I'll never forget the excitement I felt the first time a stranger came up to me and said, "I loved your book." It was at a group signing, and I was sitting at a table with three other mystery writers. I looked around to see whom this person was speaking to, because surely it couldn't be me. Then he started talking about specific aspects of the story that he enjoyed, that he thought the author had handled well. And it was my book he was describing. My critique group members, my agent, and my editor had all given me valuable feedback and encouragement along the way. But it was that first conversation with a reader, when I realized that what I wrote could have a real impact, that made me feel like I was really a writer.

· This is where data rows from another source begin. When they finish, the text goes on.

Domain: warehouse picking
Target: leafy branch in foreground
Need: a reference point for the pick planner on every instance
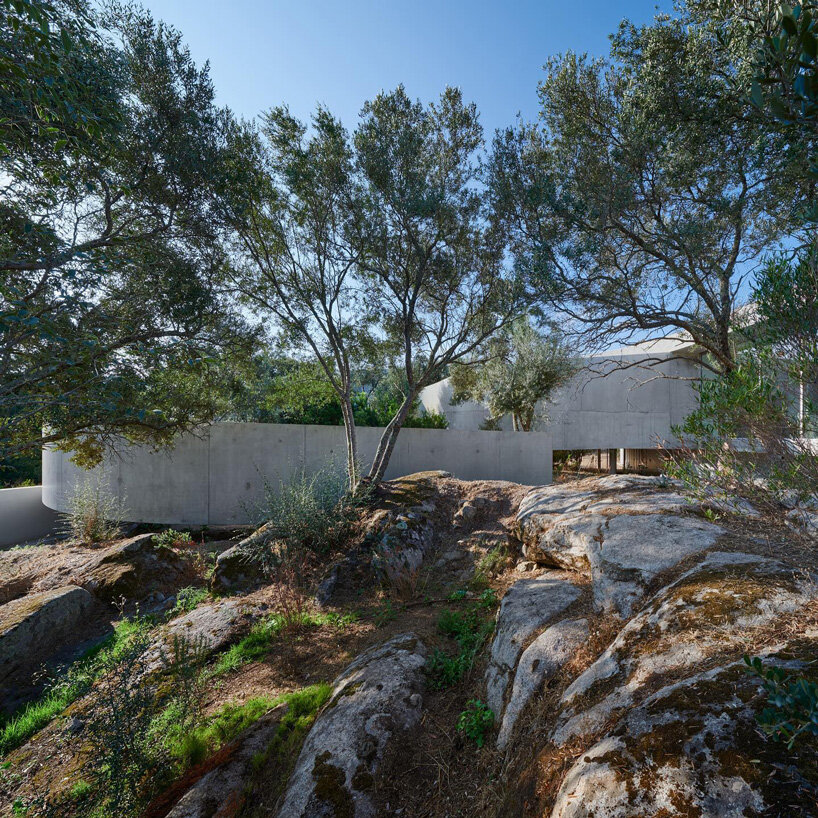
(793, 711)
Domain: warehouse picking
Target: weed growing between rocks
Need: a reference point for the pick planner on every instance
(311, 511)
(258, 643)
(94, 514)
(476, 721)
(171, 538)
(65, 690)
(470, 629)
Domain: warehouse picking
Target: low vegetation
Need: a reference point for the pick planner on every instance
(469, 629)
(476, 721)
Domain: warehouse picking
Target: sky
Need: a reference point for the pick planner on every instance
(340, 54)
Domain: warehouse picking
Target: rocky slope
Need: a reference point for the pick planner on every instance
(613, 668)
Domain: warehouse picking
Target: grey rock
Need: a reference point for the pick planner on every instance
(704, 613)
(374, 702)
(36, 626)
(540, 660)
(528, 606)
(621, 553)
(236, 568)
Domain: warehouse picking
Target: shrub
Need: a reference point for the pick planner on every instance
(170, 538)
(476, 721)
(794, 703)
(311, 511)
(469, 629)
(65, 690)
(94, 513)
(395, 564)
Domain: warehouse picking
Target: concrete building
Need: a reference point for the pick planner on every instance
(220, 476)
(627, 399)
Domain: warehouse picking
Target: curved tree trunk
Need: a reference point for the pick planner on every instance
(386, 445)
(351, 435)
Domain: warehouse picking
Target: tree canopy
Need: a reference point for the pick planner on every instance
(110, 252)
(646, 196)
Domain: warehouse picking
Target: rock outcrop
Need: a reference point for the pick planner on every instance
(36, 626)
(374, 702)
(132, 569)
(528, 607)
(621, 539)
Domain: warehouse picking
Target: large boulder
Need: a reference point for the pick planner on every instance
(35, 627)
(133, 569)
(540, 660)
(374, 702)
(692, 748)
(621, 552)
(700, 619)
(527, 608)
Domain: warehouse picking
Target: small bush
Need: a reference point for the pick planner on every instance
(94, 514)
(476, 721)
(794, 703)
(81, 790)
(494, 561)
(469, 629)
(311, 511)
(189, 598)
(170, 538)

I love it when readers speak and link the communication loop back to me. I enjoy knowing my latest tale has brightened their day. I appreciate it when they take the time to offer thoughtful suggestions. I'm touched when I learn that something I wrote made an impact on them.
In my novel A Relative Stranger, my detective Jess Randolph must cope with her mixed emotions when the father who walked on her as a child becomes the prime suspect in a murder and asks for her help. Soon after the book came out I received a letter that said, in part:
"Reading your book made me want to repair my relationship with my son from a previous marriage. I haven't seen him since he was a young boy. It was tough, but I made that call. Next month I'm going to his wedding."
I confess that this letter brought tears to my eyes. What an honor to have my book be his call to action. What a reward. Reading fiction can change someone's life. Writing fiction has certainly changed mine.
Readers, speak to me. I'm listening.